Tanvir, however, said that he had not seen any visible measures taken by the entities who were found to be vulnerable to cyber-attacks to make their systems safe and secure.
Speaking about the remedies to tackle the growing cyber-attacks in the country’s major institutions, Tanvir said that the respective organisations must launch investigations to address the security breaches in their systems and take remedial measures.
‘If any of the organisations refrains from doing so, the CIRT should block the entities from operating in the cyber space as otherwise, sensitive information would be leaked out of the country,’ Tanvir mentioned.
To ensure security against the threats, the BGD e-GOV CIRT recommended that the organisations to examine their systems for tactics, techniques and procedures (TTPs) and use the indicators of compromise (IOCs) outlined in its report.

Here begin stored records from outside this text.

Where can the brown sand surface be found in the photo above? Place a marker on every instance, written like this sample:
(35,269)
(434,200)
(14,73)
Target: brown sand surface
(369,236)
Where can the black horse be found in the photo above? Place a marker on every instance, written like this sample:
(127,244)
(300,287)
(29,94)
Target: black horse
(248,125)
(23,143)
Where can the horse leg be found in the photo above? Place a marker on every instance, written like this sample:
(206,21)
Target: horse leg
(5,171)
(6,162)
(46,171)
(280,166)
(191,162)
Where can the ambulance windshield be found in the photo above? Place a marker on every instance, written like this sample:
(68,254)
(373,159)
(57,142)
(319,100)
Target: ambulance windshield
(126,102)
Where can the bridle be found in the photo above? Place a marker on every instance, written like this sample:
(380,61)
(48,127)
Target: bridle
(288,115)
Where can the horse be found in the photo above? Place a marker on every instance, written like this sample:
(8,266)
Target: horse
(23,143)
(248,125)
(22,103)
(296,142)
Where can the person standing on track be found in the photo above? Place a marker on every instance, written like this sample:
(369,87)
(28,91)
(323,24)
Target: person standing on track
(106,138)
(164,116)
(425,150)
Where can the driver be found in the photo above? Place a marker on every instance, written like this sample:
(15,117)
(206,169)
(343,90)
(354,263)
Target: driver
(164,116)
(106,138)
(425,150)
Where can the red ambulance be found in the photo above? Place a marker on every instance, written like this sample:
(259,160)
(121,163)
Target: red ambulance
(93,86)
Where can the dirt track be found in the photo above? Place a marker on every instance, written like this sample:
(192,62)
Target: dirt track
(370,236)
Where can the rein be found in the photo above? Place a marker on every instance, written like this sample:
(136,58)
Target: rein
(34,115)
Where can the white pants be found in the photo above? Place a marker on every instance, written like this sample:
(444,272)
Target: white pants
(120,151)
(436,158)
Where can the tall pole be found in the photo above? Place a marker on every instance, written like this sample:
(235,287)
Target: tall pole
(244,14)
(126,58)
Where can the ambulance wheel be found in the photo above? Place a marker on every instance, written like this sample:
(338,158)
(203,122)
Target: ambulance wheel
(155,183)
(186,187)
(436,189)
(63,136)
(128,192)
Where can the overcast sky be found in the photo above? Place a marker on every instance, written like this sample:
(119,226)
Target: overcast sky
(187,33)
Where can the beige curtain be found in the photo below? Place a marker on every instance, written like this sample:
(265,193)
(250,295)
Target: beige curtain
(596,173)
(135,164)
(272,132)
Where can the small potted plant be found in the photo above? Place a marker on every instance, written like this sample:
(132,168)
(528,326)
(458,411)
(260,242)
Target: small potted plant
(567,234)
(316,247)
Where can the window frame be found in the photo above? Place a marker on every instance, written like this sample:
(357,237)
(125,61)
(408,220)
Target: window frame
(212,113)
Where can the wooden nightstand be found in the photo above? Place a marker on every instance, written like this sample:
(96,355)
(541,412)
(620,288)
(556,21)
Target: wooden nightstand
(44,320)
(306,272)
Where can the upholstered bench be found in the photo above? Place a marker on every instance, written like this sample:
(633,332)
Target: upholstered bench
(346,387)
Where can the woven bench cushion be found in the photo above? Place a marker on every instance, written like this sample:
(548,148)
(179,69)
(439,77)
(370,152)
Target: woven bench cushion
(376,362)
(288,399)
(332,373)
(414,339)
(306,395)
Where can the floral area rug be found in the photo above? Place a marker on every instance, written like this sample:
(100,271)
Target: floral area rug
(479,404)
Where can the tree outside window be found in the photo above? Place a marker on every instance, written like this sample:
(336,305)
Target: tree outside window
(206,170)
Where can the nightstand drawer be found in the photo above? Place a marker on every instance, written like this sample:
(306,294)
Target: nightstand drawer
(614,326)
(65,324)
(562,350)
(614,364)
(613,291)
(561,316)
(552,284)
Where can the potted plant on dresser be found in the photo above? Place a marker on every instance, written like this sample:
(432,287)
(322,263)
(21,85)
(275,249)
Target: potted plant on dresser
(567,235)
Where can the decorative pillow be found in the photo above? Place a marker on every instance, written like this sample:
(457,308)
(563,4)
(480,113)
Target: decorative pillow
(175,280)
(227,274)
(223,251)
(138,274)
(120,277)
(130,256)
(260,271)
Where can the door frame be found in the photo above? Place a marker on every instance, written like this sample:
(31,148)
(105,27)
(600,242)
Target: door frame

The CIRT recommended the users to run newly developed tools — Microsoft’s Test-ProxyLogon.ps1 script and Safety Scanner MSERT — to assess if their Microsoft Exchange Servers have been compromised or not.
It also recommended that users should to maintain up-to-date antivirus signatures and engines, to keep operating system patches up-to-date, disable file and printer sharing services (if required use of strong passwords or active directory authentication were recommended, to restrict users’ ability (permissions) to install and run unwanted software applications, not to add users to the local administrators group unless required, to enforce a strong password policy and implement regular password changes and to exercise caution when opening e-mail attachments even if the attachment is expected and the sender appears to be known, among other things.
Apart from Bangladesh and the United States, other countries targeted by Hafnium are Chile, Germany, Canada, France, Uzbekistan, Belgium, Hong Kong, Italy, Kazakhstan, South Korea, Turkey, United Arab Emirates, Slovenia, Pakistan, Mongolia, Israel, Guyana, Brazil, Russian Federation, South Africa and Mauritius.
In the US, around 30,000 entities were attacked by Hafnium.
Even though the country suffered its worst international cyber hacking worth $101 million in February 2016, little has been done so far to ensure cyber security in Bangladesh’s financial and other major institutions, experts said.